Funcionária havia tomado posse como oficial de chancelaria, mas foi desligada após reprovação em etapa de heteroidentificação

Publicado em 25 de maio de 2026 às 14:37

Funcionária havia tomado posse como oficial de chancelaria, mas foi desligada após reprovação em etapa de heteroidentificação
Funcionária havia tomado posse como oficial de chancelaria, mas foi desligada após reprovação em etapa de heteroidentificação Crédito: Reprodução 

Nesta sexta-feira (22), o Ministério das Relações Exteriores, o Itamaraty, exonerou a oficial de chancelaria Flávia Medeiros após ela ser reprovada pela banca de heteroidentificação responsável por confirmar características fenotípicas de candidatos pretos e pardos em concursos públicos. A decisão foi publicada no Diário Oficial da União na última semana.

Flávia havia sido aprovada no concurso para oficial de chancelaria depois de realizar as provas em dezembro de 2023. Segundo edital do certame, a candidatura dela foi indeferida pela banca em março de 2024. A ex-servidora afirmou que cerca de outros 15 candidatos também tiveram a classificação negada.

Após a reprovação na etapa de heteroidentificação, Flávia entrou com um processo judicial para contestar a decisão. Ela informou que, naquele momento, ainda não sabia se seria convocada para o curso de formação exigido para assumir o cargo.

Além de recorrer administrativamente ao Cebraspe, organizador do concurso, ela também acionou a Justiça Federal. A decisão judicial permitiu que Flávia seguisse nas demais etapas do processo seletivo, incluindo nomeação e posse, segundo a defesa da candidata.

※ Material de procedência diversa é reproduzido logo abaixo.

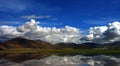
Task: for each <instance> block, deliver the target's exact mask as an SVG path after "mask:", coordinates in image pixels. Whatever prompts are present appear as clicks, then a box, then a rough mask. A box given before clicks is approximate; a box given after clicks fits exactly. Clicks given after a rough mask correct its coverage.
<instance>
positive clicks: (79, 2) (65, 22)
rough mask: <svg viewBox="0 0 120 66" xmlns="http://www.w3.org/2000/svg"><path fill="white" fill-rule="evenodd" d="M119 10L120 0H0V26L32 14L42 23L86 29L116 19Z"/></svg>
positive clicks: (45, 24)
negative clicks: (66, 25)
mask: <svg viewBox="0 0 120 66" xmlns="http://www.w3.org/2000/svg"><path fill="white" fill-rule="evenodd" d="M119 12H120V1H119V0H29V1H28V0H0V15H1V16H0V25H1V24H10V25H15V26H16V25H21V24H22V23H24V22H25V21H27V20H29V19H30V18H25V17H24V16H29V17H30V16H33V17H31V18H35V19H36V20H39V21H40V22H41V25H42V26H48V27H54V26H55V27H63V26H64V25H69V26H73V27H77V28H80V29H88V28H89V27H92V26H96V25H97V26H101V25H107V23H109V22H113V21H119V20H120V19H119V18H120V16H119ZM39 16H41V18H37V17H39ZM46 16H48V18H47V17H46Z"/></svg>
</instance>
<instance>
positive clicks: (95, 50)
mask: <svg viewBox="0 0 120 66" xmlns="http://www.w3.org/2000/svg"><path fill="white" fill-rule="evenodd" d="M34 52H40V53H42V52H53V53H83V54H85V53H93V54H120V50H101V49H100V50H98V49H97V50H92V49H90V50H44V49H29V48H26V49H7V50H0V53H34Z"/></svg>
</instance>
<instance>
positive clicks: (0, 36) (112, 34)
mask: <svg viewBox="0 0 120 66" xmlns="http://www.w3.org/2000/svg"><path fill="white" fill-rule="evenodd" d="M39 24H40V22H38V21H35V20H34V19H31V21H29V22H26V23H25V24H23V25H21V26H18V27H14V26H8V25H2V26H0V40H8V39H12V38H16V37H23V38H27V39H31V40H42V41H46V42H49V43H53V44H54V43H63V42H64V43H82V42H95V43H106V42H114V41H119V40H120V22H118V21H116V22H113V23H109V24H108V25H107V26H96V27H90V28H89V32H88V34H86V35H83V34H82V33H81V32H82V31H80V29H78V28H75V27H71V26H65V27H63V28H56V27H52V28H51V27H42V26H39Z"/></svg>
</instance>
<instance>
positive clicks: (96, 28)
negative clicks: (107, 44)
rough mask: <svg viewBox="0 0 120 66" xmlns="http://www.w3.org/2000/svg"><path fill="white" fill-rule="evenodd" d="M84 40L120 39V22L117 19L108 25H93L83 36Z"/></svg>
mask: <svg viewBox="0 0 120 66" xmlns="http://www.w3.org/2000/svg"><path fill="white" fill-rule="evenodd" d="M83 39H84V40H87V41H92V42H98V43H100V42H102V43H104V42H114V41H119V40H120V22H118V21H115V22H113V23H109V24H108V25H107V26H97V27H91V28H90V29H89V34H88V35H85V36H84V37H83Z"/></svg>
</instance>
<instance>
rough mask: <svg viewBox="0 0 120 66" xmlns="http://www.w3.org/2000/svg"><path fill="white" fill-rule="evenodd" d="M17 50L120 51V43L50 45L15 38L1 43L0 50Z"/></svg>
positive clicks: (70, 43)
mask: <svg viewBox="0 0 120 66" xmlns="http://www.w3.org/2000/svg"><path fill="white" fill-rule="evenodd" d="M17 48H35V49H45V50H78V49H120V41H119V42H114V43H105V44H97V43H92V42H91V43H90V42H89V43H83V44H75V43H57V44H50V43H47V42H44V41H40V40H39V41H38V40H29V39H25V38H21V37H18V38H14V39H11V40H9V41H6V42H4V43H3V42H0V50H5V49H17Z"/></svg>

A Advocacia-Geral da União, no entanto, recorreu da decisão. Para a AGU, a autorização judicial não garantia a posse definitiva até que o mérito do processo fosse analisado pela Justiça.

Flávia relatou que se prepara há mais de dez anos para concursos do Itamaraty e há quatro anos tenta ingressar nas carreiras diplomáticas. Ela também afirmou que assinou contrato de aluguel de três anos em Brasília após tomar posse no cargo.

“Não vim de berço de ouro, sou a típica pessoa que se beneficiou de políticas públicas. Já será difícil esperar decisão do colegiado, imagina se tiver que esperar julgamento do mérito”, declarou.

Ela também comparou sua trajetória à de candidatos de famílias mais privilegiadas. “Tenho amigos brancos de famílias privilegiadas que tiveram todos os recursos para conseguir acessar a diplomacia e demorou uma década. Se para eles demorou uma década, imagina para mim, que não tive acesso a uma formação intelectual”, acrescentou.

Até o momento, não houve manifestação do Itamaraty nem do Sinditamaraty, sindicato que representa os servidores do órgão.